Sales for the eight luxury brands that have announced their third-quarter results so far have declined by an average of 4% compared to the same period last year. There is a huge gap between brands, and brands known for quality and creativity, such as Hermès and Miu Miu, still sell well. Most others are suffering. Gucci was the worst performer in the sector, with sales dropping 25% in the quarter.
The slowdown may be temporary. Chinese consumers, who have generated more than half of the luxury goods industry’s growth in recent years, are sitting on the sidelines as home values decline. But consumers are also questioning whether luxury brands are worth the prices they charge today.
Since the end of 2019, gross margins have increased across the luxury sector. This was a period when brands were raising prices at the fastest pace in decades. Louis Vuitton owner LVMH increased its gross profit by more than 2 percent during that time. Cartier owner Richemont rose 7 percentage points.
This can be partially explained by increased spending by Chinese consumers during the pandemic in mainland China, where luxury goods are more expensive. But rising gross profit margins also indicate that luxury goods companies are raising prices faster than they are investing in raw material quality.
“Prices were used as a way to address the avalanche of demand for luxury brands during the pandemic,” said Luca Sorca, a luxury goods analyst at Bernstein. “But if customers have to pay a higher price, you have to offer something new and surprising.”
One way to tell if rising prices are hurting your brand’s appeal is to look at how your brand is being discussed online. Negative comments about luxury brands increased on online platforms late this summer, coinciding with controversy over the industry’s supply chain, according to an analysis by social media data firm Brandwatch.

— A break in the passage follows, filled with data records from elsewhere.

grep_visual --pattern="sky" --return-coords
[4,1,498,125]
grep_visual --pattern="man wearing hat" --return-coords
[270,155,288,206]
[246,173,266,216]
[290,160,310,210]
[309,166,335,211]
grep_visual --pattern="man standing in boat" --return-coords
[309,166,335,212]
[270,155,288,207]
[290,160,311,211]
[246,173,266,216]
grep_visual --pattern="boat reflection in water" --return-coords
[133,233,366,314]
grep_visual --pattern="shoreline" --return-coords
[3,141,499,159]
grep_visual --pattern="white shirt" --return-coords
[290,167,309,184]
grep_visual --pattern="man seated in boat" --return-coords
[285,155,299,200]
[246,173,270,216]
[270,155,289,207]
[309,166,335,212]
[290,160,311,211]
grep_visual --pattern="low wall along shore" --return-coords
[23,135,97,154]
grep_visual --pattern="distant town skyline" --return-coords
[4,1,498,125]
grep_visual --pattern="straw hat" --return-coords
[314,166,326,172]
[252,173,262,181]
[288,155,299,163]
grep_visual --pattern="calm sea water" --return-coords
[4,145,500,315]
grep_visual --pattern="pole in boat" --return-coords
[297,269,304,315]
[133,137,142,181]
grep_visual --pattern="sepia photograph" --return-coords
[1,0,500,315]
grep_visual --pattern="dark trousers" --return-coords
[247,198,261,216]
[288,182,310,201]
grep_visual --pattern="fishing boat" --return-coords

A Christian Dior handbag that costs about $2,800 to buy can be assembled for just $58, an Italian study found. However, consumers quickly changed their behavior and the negative chatter subsided.
However, the online conversation, especially regarding price, remains very negative. According to Brand Watch, based on an analysis of the prevailing mood of social media posts in luxury brand price discussions from January to October this year, the main emotions in over 60% of posts were anger, disgust, sadness. It was.
Indeed, luxury brands may be charging higher prices to cope with rising business strains. For the past 20 years, they have grown sales by “democratizing” access to luxury goods. By expanding into cheaper categories such as cosmetics, sunglasses and small handbags, the company has purposefully drawn in millions of new middle-class consumers.
By targeting this broad group of shoppers, the industry’s global sales have more than tripled since 2000, creating some of the greatest wealth in Europe. Bernard Arnault, the founder of LVMH, is currently the third richest person in the world. At one time his company was Europe’s most valuable stock, but it was dethroned last year by Ozempic drugmaker Novo Nordisk.
But social media has made it difficult for luxury brands to maintain exclusivity. “Social media makes it easy to see what other people are wearing, but it can be difficult if some of what you’re selling is rare,” says University of Pennsylvania says Jonah Berger, marketing professor at . “It can feel like things are becoming less scarce, and smart companies are trying to think of ways to manage this.” One way to lower the risk of overexposure is to buy products at much higher prices. The goal is to reduce the number of items sold.
The problem is that the shift to brand democratization has made brands heavily reliant on comfortable, if not wealthy, consumers for huge revenues. More than half of the luxury goods industry’s sales come from shoppers who spend less than $3,000 a year on designer products. If you alienate them by raising prices, sales will inevitably decline.
If the true art of selling luxury goods is making shoppers feel privileged to pay thousands of dollars for items that cost far more than their functional value, some brands are losing that feeling.